The article points to how social exclusion plays a role in fomenting protest and predicts that given structural limitations, the government, even if it wants to, cannot resolve the major issues on the table in the short term. [Blogger’s note: the article is in Portuguese; my thanks to my colleague, David Gow, for this synopsis].
Continue reading “Anthro in the news 7/1/13”

Anthro in the news 6/24/13

Tsetse flies in African health and development

 

A distribution of the Tsetse fly./ Wikimedia Commons.

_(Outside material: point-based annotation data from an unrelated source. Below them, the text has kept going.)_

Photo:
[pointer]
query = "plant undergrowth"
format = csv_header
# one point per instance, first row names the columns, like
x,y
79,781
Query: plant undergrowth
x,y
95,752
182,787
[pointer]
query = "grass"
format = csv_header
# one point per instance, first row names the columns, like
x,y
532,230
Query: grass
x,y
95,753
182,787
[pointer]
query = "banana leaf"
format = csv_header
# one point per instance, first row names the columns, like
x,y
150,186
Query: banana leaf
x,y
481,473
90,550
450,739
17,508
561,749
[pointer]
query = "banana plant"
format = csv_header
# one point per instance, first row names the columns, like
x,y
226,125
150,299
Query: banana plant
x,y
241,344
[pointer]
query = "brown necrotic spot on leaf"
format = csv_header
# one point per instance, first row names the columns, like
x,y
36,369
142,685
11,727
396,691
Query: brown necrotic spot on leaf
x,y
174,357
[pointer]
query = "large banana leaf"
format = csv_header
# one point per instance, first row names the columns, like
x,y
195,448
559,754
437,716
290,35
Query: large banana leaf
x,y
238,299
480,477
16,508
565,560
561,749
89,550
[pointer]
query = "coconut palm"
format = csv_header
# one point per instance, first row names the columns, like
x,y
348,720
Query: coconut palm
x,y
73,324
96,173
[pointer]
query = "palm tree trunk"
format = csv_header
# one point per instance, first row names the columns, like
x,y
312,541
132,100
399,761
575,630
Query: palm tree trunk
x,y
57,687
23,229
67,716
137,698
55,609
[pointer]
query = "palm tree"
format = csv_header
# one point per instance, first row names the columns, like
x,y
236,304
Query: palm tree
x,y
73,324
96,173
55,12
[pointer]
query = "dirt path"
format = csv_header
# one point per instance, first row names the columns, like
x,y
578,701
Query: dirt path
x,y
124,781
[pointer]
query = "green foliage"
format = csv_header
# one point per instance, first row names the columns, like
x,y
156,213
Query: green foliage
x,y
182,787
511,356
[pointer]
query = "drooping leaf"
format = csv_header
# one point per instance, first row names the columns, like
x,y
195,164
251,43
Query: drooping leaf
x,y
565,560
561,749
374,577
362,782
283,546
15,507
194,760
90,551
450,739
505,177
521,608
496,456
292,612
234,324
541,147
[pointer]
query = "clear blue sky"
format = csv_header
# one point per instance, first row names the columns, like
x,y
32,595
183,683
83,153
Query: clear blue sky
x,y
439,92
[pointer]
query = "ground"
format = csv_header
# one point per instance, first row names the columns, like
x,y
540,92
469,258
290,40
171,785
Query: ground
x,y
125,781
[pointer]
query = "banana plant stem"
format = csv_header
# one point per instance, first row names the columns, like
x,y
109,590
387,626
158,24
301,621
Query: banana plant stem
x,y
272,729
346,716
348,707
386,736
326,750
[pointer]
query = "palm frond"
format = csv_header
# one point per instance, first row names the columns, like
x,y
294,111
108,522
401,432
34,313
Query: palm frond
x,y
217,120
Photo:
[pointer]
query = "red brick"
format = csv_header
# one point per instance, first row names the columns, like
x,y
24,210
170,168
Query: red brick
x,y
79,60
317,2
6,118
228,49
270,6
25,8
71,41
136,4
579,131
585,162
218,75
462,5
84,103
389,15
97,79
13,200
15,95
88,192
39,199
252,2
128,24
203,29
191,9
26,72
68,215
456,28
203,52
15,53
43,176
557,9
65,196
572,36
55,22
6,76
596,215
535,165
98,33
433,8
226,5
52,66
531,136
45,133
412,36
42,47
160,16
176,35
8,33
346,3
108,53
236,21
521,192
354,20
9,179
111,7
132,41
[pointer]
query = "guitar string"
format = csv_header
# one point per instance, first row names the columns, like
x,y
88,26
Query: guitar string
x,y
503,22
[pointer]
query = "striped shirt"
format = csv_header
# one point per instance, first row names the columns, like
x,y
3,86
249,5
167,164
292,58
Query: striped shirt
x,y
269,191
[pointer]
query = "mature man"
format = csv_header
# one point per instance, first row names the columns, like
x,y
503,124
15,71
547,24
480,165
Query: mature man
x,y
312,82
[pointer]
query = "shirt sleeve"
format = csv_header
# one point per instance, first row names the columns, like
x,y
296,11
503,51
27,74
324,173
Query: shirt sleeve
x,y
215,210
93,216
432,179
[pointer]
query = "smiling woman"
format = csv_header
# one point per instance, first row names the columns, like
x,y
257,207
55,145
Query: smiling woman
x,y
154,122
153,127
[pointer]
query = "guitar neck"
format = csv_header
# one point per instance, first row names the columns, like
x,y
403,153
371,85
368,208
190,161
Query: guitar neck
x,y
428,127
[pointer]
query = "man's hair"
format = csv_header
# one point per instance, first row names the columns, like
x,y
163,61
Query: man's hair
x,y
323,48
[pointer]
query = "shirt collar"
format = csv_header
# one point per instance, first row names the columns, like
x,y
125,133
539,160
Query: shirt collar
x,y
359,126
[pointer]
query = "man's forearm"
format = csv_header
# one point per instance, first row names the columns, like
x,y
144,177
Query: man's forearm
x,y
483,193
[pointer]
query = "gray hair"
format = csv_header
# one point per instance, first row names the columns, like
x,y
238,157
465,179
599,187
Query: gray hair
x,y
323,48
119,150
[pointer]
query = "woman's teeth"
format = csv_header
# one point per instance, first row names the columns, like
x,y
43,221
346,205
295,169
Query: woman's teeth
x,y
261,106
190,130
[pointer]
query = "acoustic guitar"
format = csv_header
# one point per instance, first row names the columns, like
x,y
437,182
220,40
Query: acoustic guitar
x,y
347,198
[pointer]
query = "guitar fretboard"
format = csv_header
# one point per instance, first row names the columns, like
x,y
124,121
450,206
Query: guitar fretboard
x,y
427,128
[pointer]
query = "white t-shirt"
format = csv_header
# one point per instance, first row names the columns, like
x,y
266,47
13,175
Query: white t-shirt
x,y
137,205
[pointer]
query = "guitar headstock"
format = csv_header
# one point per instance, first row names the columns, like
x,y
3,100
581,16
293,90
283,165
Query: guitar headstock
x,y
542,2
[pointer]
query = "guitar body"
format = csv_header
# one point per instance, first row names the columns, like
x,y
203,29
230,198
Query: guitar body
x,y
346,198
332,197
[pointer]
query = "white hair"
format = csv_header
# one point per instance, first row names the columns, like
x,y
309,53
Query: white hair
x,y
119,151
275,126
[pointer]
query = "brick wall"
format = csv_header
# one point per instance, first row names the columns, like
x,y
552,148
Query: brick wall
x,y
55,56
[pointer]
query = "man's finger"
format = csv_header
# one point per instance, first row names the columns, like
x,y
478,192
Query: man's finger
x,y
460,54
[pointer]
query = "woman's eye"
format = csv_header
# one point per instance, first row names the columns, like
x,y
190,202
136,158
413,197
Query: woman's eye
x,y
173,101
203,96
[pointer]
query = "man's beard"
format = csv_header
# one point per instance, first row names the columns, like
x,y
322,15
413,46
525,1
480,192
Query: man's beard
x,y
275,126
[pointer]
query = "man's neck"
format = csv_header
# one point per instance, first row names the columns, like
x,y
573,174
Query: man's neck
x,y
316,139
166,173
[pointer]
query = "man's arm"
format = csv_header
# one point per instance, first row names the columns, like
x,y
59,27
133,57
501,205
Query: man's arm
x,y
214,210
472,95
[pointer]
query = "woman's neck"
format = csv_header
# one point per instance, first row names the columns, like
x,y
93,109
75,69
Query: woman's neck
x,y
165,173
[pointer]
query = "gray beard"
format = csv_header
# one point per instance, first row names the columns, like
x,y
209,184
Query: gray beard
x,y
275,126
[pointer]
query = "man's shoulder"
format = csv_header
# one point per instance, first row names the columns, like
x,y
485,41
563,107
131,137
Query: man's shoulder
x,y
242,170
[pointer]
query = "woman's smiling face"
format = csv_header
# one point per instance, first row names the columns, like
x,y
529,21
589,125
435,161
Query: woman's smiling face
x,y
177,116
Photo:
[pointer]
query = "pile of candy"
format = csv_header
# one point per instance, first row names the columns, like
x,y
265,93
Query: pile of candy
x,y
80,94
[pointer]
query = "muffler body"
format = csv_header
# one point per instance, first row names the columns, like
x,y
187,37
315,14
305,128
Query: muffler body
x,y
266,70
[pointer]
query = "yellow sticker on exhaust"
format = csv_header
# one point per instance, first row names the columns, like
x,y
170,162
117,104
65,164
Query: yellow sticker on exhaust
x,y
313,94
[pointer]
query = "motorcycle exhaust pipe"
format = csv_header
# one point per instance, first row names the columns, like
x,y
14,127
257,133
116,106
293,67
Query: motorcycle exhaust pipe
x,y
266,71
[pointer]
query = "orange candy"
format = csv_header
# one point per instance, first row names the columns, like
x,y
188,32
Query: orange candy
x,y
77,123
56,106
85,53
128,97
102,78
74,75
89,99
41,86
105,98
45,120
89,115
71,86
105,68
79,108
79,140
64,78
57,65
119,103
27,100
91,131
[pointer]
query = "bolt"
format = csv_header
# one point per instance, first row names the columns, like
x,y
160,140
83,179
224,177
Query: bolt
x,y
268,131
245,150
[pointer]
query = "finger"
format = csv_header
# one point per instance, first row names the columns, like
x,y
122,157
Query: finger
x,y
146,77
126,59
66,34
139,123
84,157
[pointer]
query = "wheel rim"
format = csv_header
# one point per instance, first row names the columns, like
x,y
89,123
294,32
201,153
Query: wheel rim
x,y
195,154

The Boston Globe highlights the research of an economist/doctor on the role of the tsetse fly in African poverty and illness and mentions the influence of medical anthropologist Paul Farmer on her work. Marcella Alsan, who recently completed her Ph.D. in economics at Harvard University, may have solved a puzzle that has long challenged scholars, development specialists, and policy makers: Why is the land-abundant, resource-rich continent of Africa so poor? The answer comes out of Alsan’s graduate research on the tsetse fly’s effect on poverty in Africa. Using geospatial mapping software to mine data gathered by missionaries and anthropologists in the 1800s, Alsan found that the fly, which exists only in Africa and is lethal to livestock, drove precolonial Africans to use slaves instead of domesticated animals for farming, limiting crop yields and ability to transport goods.

Jim Kim on climate change

Jim Kim, anthropologist and president of the World Bank, wrote that global policy makers must confront climate change, in an article in The Huffington Post:

“To help our clients prepare for the risks of a warming planet, we asked the scientists at the Potsdam Institute for Climate Impact Research and Climate Analytic in Germany to examine the impacts of climate change on three tropical regions: Sub-Saharan Africa, South Asia and South East Asia. Yesterday, we published the results of that study.

Modeling a scenario of 4°C warming, the study reconfirms a climate picture we know well: extreme storms, prolonged heat waves, critical food and water shortages and widespread social and economic disruption. These impacts will interact to generate powerful climatic events, such as a significant sea-level rise and intense cyclones, which will cause intense and widespread damage. This is a future of enormous suffering.”

The article includes a video. A link to the World Bank study is here.

Occupy movement update

 

David Graeber/ Wikimedia Commons, David Graeber.

The New Statesman carried an article on the “democracy project”/Occupy movement, noting cultural anthropologist David Graeber‘s key role. A memorable quotation in the article: “The sole piece of evidence we had at the time that the Occupy movement was important was the clear determination of various world governments and much of the mainstream press to erase it from existence. It was not enough for the camps to be torn down and the protesters evicted, not enough that thousands of people, most of whom had done nothing more egregious than dare to question austerity in public, were beaten and gassed and arrested and imprisoned.”

“New” language “discovered”

A “new” language has been discovered in a remote indigenous community in northern Australia according to Science Daily. The new language, called Light Walpiri, has developed from a combination of elements from other languages. It is documented by University of Michigan linguist Carmel O’Shannessy and reported on in the journal Language (not open access). Light Walpiri speakers are found in one community called Lajamanu where speakers readily switch between languages — from Warlpiri to English and Kriol (an English-based creole). In the 1970s and 1980s, children internalized this switching as a separate linguistic system, and began to speak it as their primary code, one with verb structure from English and Kriol, and noun structure from Warlpiri as well as new structures that can be traced to Warlpiri, English and Kriol, but are no longer the same as in those source languages. As these children grew up they taught the new language to their own children, and it is now the primary code of children and young adults in the community.